Even before the pandemic, bus drivers had one of the highest rates of illnesses and injuries of all occupations according to the Bureau of Labor Statistics. The percentage of transit workers over 65 is double that of the general working population. This and other occupational hazards such as exposure to diesel fumes and pollution make them uniquely susceptible to the disease.
After being exposed for weeks with little help from the government, transit workers took job actions in mid-March to demand protection. Two days before Jason posted his video, Detroit bus drivers staged a sickout independently of the Amalgamated Transit Union (ATU), stopping service early in the morning on Tuesday, March 17. A driver told the Local 4 news, “(The CDC) already said not more than 10 people in a setting. I carry 75 people at a time, on a bus standing up around me. No hand sanitizer, no gloves from the department.”

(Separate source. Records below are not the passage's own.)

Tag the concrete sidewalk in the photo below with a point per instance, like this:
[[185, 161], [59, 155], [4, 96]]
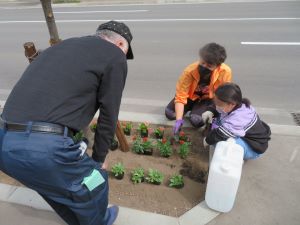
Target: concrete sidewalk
[[268, 194]]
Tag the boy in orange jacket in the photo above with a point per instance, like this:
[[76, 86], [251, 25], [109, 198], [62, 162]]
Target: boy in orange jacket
[[195, 87]]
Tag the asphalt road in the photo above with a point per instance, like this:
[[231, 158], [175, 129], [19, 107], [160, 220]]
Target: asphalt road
[[167, 38]]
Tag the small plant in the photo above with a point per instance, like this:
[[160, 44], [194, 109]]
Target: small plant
[[142, 146], [118, 171], [93, 127], [184, 150], [165, 148], [155, 177], [127, 128], [159, 132], [176, 181], [114, 144], [183, 137], [138, 175], [143, 128]]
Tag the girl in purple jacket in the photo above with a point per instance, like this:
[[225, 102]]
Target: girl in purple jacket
[[236, 118]]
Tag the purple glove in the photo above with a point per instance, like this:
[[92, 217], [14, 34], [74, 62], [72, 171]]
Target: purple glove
[[177, 126]]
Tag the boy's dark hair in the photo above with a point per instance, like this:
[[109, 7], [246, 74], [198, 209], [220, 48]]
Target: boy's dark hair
[[213, 53], [231, 93]]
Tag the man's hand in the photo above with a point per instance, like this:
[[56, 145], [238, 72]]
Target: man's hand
[[104, 165], [207, 117], [177, 126], [205, 144]]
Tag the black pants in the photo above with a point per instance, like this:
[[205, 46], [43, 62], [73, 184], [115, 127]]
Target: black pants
[[196, 107]]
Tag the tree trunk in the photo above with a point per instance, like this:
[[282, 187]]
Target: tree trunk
[[48, 12]]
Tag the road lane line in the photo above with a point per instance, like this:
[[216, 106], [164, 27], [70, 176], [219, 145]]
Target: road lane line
[[269, 43], [111, 11], [154, 20]]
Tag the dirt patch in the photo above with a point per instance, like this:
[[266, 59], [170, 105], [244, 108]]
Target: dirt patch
[[162, 199]]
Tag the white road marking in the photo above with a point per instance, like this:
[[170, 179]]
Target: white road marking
[[155, 20], [269, 43], [162, 3], [294, 154], [111, 11], [5, 91]]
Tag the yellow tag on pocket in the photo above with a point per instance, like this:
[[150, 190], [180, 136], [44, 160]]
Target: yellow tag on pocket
[[94, 180]]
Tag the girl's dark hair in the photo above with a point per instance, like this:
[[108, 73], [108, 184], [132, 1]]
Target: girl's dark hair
[[231, 93], [213, 53]]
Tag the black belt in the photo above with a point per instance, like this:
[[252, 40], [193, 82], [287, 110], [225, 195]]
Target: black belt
[[39, 127]]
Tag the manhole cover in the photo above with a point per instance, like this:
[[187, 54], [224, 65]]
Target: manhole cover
[[296, 117]]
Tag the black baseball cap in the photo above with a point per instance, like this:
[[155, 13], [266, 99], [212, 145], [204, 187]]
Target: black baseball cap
[[122, 29]]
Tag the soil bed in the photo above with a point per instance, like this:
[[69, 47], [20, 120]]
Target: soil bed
[[161, 198]]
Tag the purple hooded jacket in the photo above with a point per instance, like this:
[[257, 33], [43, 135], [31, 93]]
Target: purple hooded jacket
[[242, 122]]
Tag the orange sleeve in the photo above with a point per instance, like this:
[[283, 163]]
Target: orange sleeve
[[225, 75], [183, 86]]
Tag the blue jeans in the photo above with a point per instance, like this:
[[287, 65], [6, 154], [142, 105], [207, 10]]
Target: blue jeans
[[51, 165], [249, 153]]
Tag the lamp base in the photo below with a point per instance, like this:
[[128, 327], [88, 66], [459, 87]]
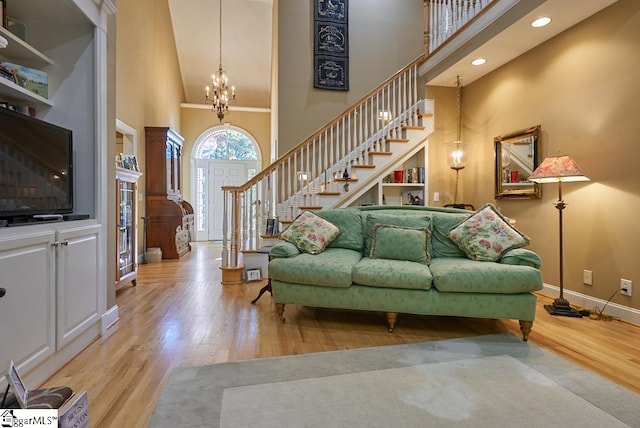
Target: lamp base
[[561, 307]]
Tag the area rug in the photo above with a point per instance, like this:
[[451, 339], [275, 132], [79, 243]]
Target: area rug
[[486, 381]]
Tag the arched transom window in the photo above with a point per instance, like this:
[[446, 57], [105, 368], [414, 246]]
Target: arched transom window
[[226, 143]]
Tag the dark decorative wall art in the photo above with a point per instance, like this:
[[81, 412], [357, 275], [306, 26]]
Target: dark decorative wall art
[[331, 45]]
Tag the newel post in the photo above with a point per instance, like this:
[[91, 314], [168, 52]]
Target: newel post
[[232, 270]]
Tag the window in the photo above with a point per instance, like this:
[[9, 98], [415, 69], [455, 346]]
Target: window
[[216, 152], [226, 143]]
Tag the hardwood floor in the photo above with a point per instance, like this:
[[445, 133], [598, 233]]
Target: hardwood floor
[[180, 315]]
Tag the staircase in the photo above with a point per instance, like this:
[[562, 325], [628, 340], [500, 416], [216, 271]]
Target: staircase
[[352, 153]]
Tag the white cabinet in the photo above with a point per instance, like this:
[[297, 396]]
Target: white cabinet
[[55, 273], [27, 324], [52, 295], [76, 282]]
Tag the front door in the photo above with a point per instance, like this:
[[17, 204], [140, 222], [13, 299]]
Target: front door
[[221, 173]]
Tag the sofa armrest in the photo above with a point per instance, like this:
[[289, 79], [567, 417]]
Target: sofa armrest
[[283, 250], [521, 257]]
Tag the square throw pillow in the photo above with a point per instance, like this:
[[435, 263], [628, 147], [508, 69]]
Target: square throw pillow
[[400, 243], [486, 235], [310, 233]]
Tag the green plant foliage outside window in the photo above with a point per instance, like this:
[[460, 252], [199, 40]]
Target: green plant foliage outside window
[[227, 144]]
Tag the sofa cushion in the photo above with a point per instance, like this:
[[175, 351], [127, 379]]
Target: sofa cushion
[[392, 274], [310, 233], [283, 249], [400, 243], [462, 275], [349, 221], [521, 257], [331, 268], [409, 219], [441, 244], [486, 235]]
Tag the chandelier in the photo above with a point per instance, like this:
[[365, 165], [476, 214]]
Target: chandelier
[[218, 94]]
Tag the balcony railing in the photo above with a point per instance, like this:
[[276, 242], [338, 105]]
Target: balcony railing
[[298, 179], [443, 18]]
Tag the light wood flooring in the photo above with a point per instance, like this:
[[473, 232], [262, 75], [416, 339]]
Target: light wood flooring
[[180, 315]]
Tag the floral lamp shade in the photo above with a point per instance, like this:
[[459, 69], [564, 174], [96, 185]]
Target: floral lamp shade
[[558, 168]]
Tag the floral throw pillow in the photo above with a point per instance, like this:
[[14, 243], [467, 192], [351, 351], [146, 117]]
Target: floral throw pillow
[[310, 233], [486, 235]]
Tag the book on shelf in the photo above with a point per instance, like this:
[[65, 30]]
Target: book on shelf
[[413, 197]]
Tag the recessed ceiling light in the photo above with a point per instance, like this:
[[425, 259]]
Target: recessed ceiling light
[[541, 22]]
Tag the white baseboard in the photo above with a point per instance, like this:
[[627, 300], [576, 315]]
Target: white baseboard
[[109, 318], [625, 313]]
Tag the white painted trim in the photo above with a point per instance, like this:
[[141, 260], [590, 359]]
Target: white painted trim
[[231, 108], [110, 317], [625, 313]]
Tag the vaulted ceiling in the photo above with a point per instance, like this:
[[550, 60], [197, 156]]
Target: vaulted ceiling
[[247, 35]]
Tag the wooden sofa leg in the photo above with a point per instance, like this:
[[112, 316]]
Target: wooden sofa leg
[[525, 328], [392, 317]]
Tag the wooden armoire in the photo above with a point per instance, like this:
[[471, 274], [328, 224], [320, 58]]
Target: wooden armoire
[[170, 219]]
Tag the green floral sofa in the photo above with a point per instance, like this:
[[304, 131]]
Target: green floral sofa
[[408, 259]]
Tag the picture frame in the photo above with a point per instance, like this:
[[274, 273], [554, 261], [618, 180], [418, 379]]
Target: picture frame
[[17, 385], [254, 274], [3, 13], [129, 162]]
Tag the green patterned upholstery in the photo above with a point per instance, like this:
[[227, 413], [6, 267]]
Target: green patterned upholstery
[[331, 268], [451, 284], [349, 221], [392, 274], [405, 220], [461, 275], [400, 243]]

Instead of a concrete plan to protect these essential workers, countermeasures such as plexiglass barriers, gloves, masks, rear door entries and exits and distancing passengers from drivers have been implemented in an ad-hoc manner. Detroit bus drivers have reported not getting the masks they were promised after their job action.
It also is not clear these measures really protect workers who spend their day in what Eric Colts called, “a 40-foot-long coronavirus incubator.” Other measures have backfired. Reductions in the number of buses only caused dangerous overcrowding in the buses that remain in service as workers have no other option for going to work or buying food.
Detroit bus drivers and other city workers have faced decades of budget cuts and eroding wages and working conditions. These have been imposed by successive Democratic Party administrations with the full backing of the ATU, the American Federation of State, County and Municipal Employees (AFSCME) and other city unions.
Under terms of the 2012 Consent Agreement that preceded the state-imposed Emergency Manager and the subsequent bankruptcy of Detroit in 2014, then Detroit Mayor Dave Bing slashed the pay of city workers, including bus drivers, by 10 percent. In a deal signed by the ATU in 2015, the pay cuts were not restored, with veteran drivers maxing out at just $17.23 an hour.
Due to the economic fallout of the pandemic, Democratic Party Detroit Mayor Mike Duggan has said the city may have to be put under the control of a financial manager again or go back into bankruptcy. While transit workers and city residents continue to risk their lives, and nurses and health care workers protest over the lack of sufficient staff levels and protective equipment, Wall Street is once again warming its hands over the possibility of looting public employee pensions and other public assets to further enrich wealthy bondholders.